Suicide Notes from Beautiful Girls started well. When the idea that Delia’s death might not have been suicide, but something more sinister, was introduced it held promise. It was endearing at the beginning to see June so doggedly follow the few clues she had and put herself in uncomfortable positions because she was desperate to do right by her friend. The story was setup using flashbacks showing their friendship before they became estranged. It was these glimpses into the past that allowed the reader to get a better understanding of Delia and June and their friendship since details were scarce in the present. Their inseparability and reliance on each other was clear and it made the reader want to find out what exactly happened that changed things so drastically between them. These flashbacks though were not in chronological order and so the narrative did often feel rather disjointed.

As I read on, I also started to find the characterisation quite flimsy. I did not care one iota for Delia, and considering the whole point of this book was finding out the truth behind her alleged suicide, it didn’t help me feel any sympathy for the character or cheer on June to solve the mystery. I also couldn’t get fully behind the whole friendship either – it seemed toxic and didn’t seem to be balanced for the two of them. June seemed much more reliant on Delia, crediting her with giving her confidence, whilst Delia came across as rather possessive. Although close and almost obsessive friendships between girls aren’t all that uncommon when growing up, this friendship did leave a bit of a bad taste in my mouth.

It’s like when Delia was around, the borders of June’s skin weren’t there. Delia wrapped her up and sunk right in.

In terms of the other characters, June’s boyfriend wasn’t well-developed enough for me to take his plot arc seriously. The characters introduced later on were also rather two-dimensional, their only purpose was to serve as plot devices and they all appeared to have just one or two basic characteristics – jealous, broody, pining etc etc. Although this could be explained by their background, which I won’t go into in detail because spoilers, I still didn’t feel like it was a good enough reason to not develop them a bit further especially as they’re pretty crucial to the climax.
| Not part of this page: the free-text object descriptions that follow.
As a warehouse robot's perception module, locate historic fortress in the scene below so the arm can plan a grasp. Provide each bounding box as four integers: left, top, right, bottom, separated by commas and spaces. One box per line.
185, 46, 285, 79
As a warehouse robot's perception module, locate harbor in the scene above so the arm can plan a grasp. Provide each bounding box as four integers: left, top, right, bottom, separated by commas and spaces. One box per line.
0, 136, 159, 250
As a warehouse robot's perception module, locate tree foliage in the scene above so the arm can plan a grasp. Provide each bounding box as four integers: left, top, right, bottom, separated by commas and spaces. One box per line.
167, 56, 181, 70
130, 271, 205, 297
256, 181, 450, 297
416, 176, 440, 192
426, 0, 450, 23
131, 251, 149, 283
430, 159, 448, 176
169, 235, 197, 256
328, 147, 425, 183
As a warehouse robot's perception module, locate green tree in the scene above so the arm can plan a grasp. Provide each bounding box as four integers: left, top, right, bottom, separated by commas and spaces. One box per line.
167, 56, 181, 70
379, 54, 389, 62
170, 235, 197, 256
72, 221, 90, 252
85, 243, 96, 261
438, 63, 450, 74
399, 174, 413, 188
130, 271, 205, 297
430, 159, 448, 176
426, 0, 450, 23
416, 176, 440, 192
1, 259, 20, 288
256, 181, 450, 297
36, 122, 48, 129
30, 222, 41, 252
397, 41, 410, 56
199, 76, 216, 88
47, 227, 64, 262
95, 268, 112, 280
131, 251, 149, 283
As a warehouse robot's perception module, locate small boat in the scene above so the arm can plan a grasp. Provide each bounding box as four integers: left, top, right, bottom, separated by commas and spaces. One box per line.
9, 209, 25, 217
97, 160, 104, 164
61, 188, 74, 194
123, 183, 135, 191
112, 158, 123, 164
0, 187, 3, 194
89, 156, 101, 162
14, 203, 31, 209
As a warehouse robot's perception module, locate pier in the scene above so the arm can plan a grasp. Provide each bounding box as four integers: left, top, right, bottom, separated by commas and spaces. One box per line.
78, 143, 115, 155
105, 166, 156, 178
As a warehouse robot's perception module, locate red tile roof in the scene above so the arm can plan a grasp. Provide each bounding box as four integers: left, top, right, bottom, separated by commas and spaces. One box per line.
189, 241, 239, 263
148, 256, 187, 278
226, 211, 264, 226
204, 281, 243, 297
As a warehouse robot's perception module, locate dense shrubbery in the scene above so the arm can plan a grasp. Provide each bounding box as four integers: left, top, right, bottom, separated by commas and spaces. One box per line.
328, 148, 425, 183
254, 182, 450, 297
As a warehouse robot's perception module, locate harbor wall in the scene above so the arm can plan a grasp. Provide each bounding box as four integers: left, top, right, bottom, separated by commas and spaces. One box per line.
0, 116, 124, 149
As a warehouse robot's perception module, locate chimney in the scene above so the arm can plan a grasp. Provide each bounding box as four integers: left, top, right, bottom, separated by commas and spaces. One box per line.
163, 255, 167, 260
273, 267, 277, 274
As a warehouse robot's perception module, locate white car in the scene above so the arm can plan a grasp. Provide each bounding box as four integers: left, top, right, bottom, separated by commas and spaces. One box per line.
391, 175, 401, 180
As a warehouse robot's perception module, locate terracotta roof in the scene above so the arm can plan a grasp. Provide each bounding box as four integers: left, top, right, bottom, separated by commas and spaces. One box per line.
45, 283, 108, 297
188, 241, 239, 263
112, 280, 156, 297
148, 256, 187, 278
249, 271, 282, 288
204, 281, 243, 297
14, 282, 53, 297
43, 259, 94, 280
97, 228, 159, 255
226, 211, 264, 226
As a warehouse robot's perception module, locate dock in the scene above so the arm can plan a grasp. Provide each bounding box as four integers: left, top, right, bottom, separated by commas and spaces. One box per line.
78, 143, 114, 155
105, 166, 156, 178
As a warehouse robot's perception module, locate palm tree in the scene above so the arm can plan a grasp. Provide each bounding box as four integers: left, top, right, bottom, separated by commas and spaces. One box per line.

Save for Jeremiah, Delia’s ex-boyfriend, who seems to be the only character to show any genuine emotion, none of the characters felt realistic beyond walking and talking plot devices which was a huge shame.

The biggest let down for me was the turn the book took about mid-way. It felt a bit like a cop-out and invalidated all that had happened up to that point. And everything that happened from the point onward didn’t seem to have much substance or point – June, and the reader, were essentially just waiting around for the climax to happen and in the meantime all the characters had time to do was to indulge in some petty avoidable drama. Even still, I could’ve forgiven these issues if the twist wasn’t so guessable early on. It all got a little too far-fetched for me, and not enough was done by Weingarten to convince me to suspend my disbelief.

I had high hopes for Suicide Notes from Beautiful Girls but I was left feeling underwhelmed and a little frustrated because it had potential. The plot took some pretty huge liberties at the expense of being “twisted” and “unpredictable” and, because I couldn’t connect to the characters beyond a superficial level, it fell flat for me. Still I’ve given the book 2/5 because I did want to finish the book and because the first half wasn’t terrible.

If you’re looking for a satisfying thriller/murder mystery which deals which weaves in unreliable narrators and toxic friendships, I suggest you look no further than Dangerous Girls by Abigail Haas – one of my absolute all time favourite YA murder mystery thrillers.